Analyst Hamza Fodderwala, who has an outperform rating on Palo Alto, noted that the recent fourth-quarter results from roughly 80% of the companies in the sector saw “accelerating” topline growth in the fourth-quarter, while their initial outlooks for 2022 were “all well ahead of consensus and indicate strong pipelines.”
“We think strong security demand should remain durable through ’22 and, as a result, security stocks provide better opportunities for relative outperformance vs broader software for 3 key reasons,” Fodderwala wrote, adding that rising threats, an increase in defensible budgets and more favorable valuations in the space are likely to help support shares.
In addition to making Palo Alto the firms top pick, small to mid-cap stocks like SailPoint Technologies (NYSE:SAIL), KnowBe4 (NASDAQ:KNBE) and ForgeRock (NYSE:FORG) look oversold.

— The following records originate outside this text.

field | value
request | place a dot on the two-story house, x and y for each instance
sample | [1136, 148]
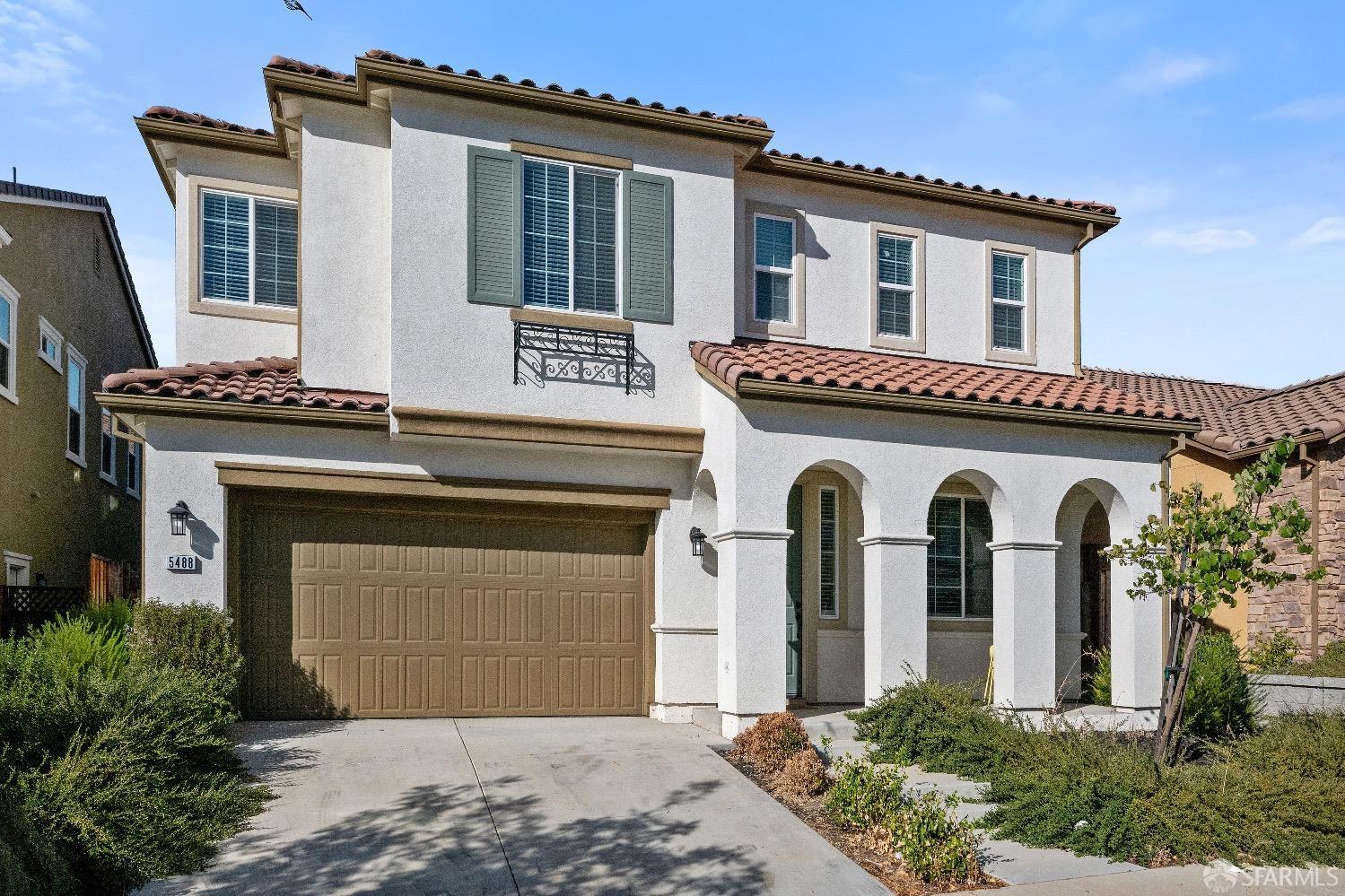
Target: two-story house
[70, 486]
[568, 403]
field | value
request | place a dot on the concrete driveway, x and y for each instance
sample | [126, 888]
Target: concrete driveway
[512, 806]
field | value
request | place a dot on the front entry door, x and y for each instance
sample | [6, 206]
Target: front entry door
[794, 597]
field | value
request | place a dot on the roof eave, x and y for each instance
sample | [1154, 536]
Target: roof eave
[808, 170]
[396, 73]
[161, 129]
[927, 404]
[198, 408]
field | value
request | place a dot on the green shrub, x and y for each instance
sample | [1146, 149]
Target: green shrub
[116, 771]
[937, 726]
[1099, 686]
[194, 637]
[1220, 699]
[1272, 653]
[921, 831]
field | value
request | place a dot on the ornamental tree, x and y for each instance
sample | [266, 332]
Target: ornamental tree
[1204, 553]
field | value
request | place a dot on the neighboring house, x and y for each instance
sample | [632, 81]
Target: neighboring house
[520, 349]
[1239, 424]
[69, 315]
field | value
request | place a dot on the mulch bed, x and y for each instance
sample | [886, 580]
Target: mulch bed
[886, 869]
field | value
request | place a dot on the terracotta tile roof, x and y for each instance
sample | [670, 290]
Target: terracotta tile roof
[266, 381]
[169, 113]
[896, 374]
[285, 64]
[383, 56]
[1083, 204]
[1242, 420]
[1202, 398]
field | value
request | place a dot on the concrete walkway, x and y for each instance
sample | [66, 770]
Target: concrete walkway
[512, 806]
[1004, 858]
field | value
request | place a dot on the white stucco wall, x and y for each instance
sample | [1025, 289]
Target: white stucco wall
[838, 266]
[456, 354]
[345, 233]
[201, 336]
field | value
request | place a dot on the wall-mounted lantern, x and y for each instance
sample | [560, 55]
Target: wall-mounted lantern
[178, 518]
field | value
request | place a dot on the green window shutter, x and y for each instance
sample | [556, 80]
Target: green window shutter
[649, 247]
[493, 218]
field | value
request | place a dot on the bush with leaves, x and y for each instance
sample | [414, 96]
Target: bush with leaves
[771, 742]
[1272, 653]
[116, 769]
[196, 637]
[1269, 798]
[921, 831]
[1220, 699]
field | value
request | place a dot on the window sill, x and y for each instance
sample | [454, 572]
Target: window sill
[606, 323]
[242, 311]
[1007, 357]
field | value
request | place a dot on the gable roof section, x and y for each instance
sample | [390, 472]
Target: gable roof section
[287, 75]
[263, 382]
[1240, 422]
[65, 198]
[789, 370]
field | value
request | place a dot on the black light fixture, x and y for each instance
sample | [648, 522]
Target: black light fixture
[178, 518]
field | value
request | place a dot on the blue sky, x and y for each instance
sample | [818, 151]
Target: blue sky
[1218, 129]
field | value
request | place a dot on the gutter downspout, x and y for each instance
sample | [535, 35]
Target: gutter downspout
[1089, 234]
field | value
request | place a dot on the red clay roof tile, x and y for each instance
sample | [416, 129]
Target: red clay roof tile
[266, 381]
[170, 113]
[903, 376]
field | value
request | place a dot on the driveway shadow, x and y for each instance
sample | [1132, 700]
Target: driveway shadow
[439, 839]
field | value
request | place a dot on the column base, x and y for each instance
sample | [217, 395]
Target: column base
[681, 713]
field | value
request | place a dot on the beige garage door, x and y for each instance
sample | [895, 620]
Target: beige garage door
[439, 613]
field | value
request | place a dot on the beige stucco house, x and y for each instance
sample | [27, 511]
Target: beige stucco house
[70, 489]
[512, 398]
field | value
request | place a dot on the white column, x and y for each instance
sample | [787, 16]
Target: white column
[752, 616]
[1025, 623]
[895, 611]
[1137, 645]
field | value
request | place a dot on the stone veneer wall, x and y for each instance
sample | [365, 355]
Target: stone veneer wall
[1288, 607]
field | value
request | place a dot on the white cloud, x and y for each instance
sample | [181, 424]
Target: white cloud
[1164, 72]
[151, 261]
[993, 102]
[1325, 231]
[1202, 241]
[1309, 109]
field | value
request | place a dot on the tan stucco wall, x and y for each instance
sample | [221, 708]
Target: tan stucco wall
[1215, 476]
[50, 508]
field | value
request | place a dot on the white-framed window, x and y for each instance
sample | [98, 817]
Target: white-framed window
[896, 285]
[107, 448]
[1008, 301]
[571, 237]
[773, 288]
[961, 584]
[48, 344]
[8, 335]
[249, 249]
[75, 371]
[134, 470]
[829, 588]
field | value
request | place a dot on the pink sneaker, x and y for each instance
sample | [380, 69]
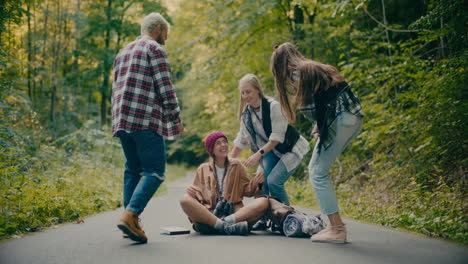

All four stocks were higher in premarket trading, led by a 2% gain in SailPoint.
As the tensions over Russia’s invasion of Ukraine continue to boil, the firm noted that the community is now on “high alert,” based on recent conversations.
“The Cybersecurity & Infrastructure Agency recently issued a “shields up” advisory to private sector organizations with guidance on how to be better protected against potential state-sponsored cyberattacks,” Fodderwala added. “We think there’s likely upward pressure on federal cyber budgets (currently penciled in at ~$20B in FY22).”
Earlier this month, J.P. Morgan said Palo Alto Networks is “well positioned to compete for the cloud security opportunity.”